Plucker also mentioned another option that was less burdensome on taxpayers, but still allowed the county to recoup about a third of the lost state subvention funding. Plucker told the board that around the time the subvention funding went away, a lot of concerns were raised with the loss of funding, and the state’s shifting financial responsibility to the local level – especially from small, rural, agricultural-based counties.
“It resulted in a series of amendments to the bills, and to the Land Conservation Act amendment itself,” Plucker said. “One of the processes I’d like to talk to you (about) – what I’m going to refer to as the AB 1265 process – was an amendment that allows the recapture of 10 percent of the difference between the restricted assessed value (under the contract) and the current market rate.”
AB 1265 allows counties to voluntarily execute contracts revisions that reduce 10-year contracts to nine years, and 20-year contracts to 18 years. The 10 percent shorter contracts allow landowners to keep 90 percent of their tax savings, and counties to receive tax money they would not otherwise get. A total of 11 counties have already implemented that process.
“It applies in any year where the county or counties have received less than half the subvention funding from the previous year. So, basically, ever since the state’s done this, the county would qualify for that,” Plucker said, adding that the process would generate just over $290,000 in revenue to the county, or about 34 percent of the lost subvention funding.
Plucker said the process was flexible, as the board would review it on a yearly basis. In order to implement the process, written notification would have to be sent to contract holders of a public hearing, in which the board would decide whether or not to do so. If the board votes to move forward with the AB 1259 process, they would be required to send a notice of determination to all contract holders, who would be given the opportunity to opt out of the increased property tax.
“In reality, that solution is that they would have to self non-renew – get out of the program… So they either pay a little more, or ultimately pay everything back by getting out of the program,” Plucker said. “The difference is, you’re out of the program, and you’re going to end up, over nine years, paying the market rate, as opposed to you’re just paying an additional 30 percent – or whatever the calculation ends up – in property taxes (every year)… It’s equivalent to (the state) holding a gun to your head and saying, ‘Either you accept this or you’re getting kicked out of the program, and you’re gonna do that yourself.”

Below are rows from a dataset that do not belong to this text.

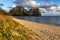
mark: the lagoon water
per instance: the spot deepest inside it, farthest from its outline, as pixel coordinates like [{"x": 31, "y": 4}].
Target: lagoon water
[{"x": 51, "y": 20}]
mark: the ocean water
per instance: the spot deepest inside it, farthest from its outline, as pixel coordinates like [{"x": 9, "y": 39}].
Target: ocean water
[{"x": 51, "y": 20}]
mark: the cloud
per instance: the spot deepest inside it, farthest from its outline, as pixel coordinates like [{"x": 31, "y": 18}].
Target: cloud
[{"x": 27, "y": 3}]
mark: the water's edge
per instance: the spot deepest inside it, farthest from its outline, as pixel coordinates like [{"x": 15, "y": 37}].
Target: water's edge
[{"x": 44, "y": 19}]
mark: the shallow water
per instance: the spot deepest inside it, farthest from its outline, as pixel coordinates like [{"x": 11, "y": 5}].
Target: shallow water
[{"x": 44, "y": 19}]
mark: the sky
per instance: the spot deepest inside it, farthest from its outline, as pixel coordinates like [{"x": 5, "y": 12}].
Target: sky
[{"x": 25, "y": 3}]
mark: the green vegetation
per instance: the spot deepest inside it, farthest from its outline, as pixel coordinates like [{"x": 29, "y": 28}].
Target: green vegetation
[{"x": 11, "y": 30}]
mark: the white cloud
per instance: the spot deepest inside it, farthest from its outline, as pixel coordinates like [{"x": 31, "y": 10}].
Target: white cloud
[
  {"x": 28, "y": 3},
  {"x": 58, "y": 8},
  {"x": 52, "y": 7}
]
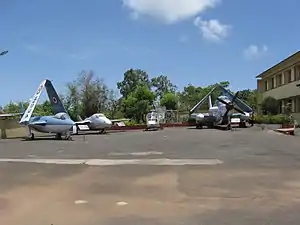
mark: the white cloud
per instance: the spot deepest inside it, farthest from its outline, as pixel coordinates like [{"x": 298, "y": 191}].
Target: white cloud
[
  {"x": 183, "y": 38},
  {"x": 212, "y": 30},
  {"x": 169, "y": 11},
  {"x": 254, "y": 51},
  {"x": 53, "y": 52}
]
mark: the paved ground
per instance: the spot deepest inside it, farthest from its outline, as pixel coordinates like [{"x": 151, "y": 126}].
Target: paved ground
[{"x": 257, "y": 183}]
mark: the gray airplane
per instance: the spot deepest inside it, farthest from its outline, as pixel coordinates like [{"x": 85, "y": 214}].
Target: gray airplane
[{"x": 60, "y": 123}]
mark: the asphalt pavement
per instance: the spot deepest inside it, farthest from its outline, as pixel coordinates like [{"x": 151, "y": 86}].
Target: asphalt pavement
[{"x": 175, "y": 176}]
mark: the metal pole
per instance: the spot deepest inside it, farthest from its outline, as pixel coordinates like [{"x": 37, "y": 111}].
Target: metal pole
[{"x": 3, "y": 53}]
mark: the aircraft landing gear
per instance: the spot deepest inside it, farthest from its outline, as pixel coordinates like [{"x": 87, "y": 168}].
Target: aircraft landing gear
[
  {"x": 199, "y": 126},
  {"x": 30, "y": 135},
  {"x": 68, "y": 136},
  {"x": 102, "y": 131},
  {"x": 58, "y": 136}
]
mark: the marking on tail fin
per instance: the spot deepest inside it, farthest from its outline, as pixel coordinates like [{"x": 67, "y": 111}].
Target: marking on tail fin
[
  {"x": 56, "y": 104},
  {"x": 33, "y": 101}
]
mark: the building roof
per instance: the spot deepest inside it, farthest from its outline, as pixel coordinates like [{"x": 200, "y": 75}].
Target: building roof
[{"x": 276, "y": 65}]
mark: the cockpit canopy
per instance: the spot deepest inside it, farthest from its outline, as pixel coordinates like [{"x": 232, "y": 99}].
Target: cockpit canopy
[
  {"x": 153, "y": 116},
  {"x": 224, "y": 98},
  {"x": 62, "y": 116},
  {"x": 99, "y": 115}
]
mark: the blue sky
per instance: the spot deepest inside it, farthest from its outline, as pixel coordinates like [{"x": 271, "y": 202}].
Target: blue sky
[{"x": 191, "y": 41}]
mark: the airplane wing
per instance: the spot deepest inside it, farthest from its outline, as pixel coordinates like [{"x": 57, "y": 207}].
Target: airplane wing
[
  {"x": 6, "y": 115},
  {"x": 119, "y": 120},
  {"x": 28, "y": 113},
  {"x": 39, "y": 122},
  {"x": 83, "y": 122}
]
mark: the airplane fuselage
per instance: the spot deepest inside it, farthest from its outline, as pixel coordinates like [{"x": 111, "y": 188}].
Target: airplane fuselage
[
  {"x": 215, "y": 114},
  {"x": 50, "y": 124},
  {"x": 99, "y": 123}
]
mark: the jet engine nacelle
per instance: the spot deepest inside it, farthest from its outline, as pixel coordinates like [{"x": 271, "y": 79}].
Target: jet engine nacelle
[{"x": 199, "y": 117}]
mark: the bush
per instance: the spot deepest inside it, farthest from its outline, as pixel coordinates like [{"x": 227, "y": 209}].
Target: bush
[
  {"x": 131, "y": 123},
  {"x": 272, "y": 119}
]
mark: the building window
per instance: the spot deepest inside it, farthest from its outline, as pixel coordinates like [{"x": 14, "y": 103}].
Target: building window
[
  {"x": 298, "y": 104},
  {"x": 288, "y": 76},
  {"x": 272, "y": 83},
  {"x": 279, "y": 80},
  {"x": 266, "y": 85},
  {"x": 297, "y": 72},
  {"x": 280, "y": 106}
]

Another option for the county was to undergo a comprehensive update of its land conservation act program policies – which he said were disjointed and had failed to keep up with legislative changes – and compare existing contracts with those updated standards and policies, and selectively non-renew contracts that were no longer compliant with the new process. He noted Santa Clara County had taken that route, and non-renewed about 12 percent of the contract land there.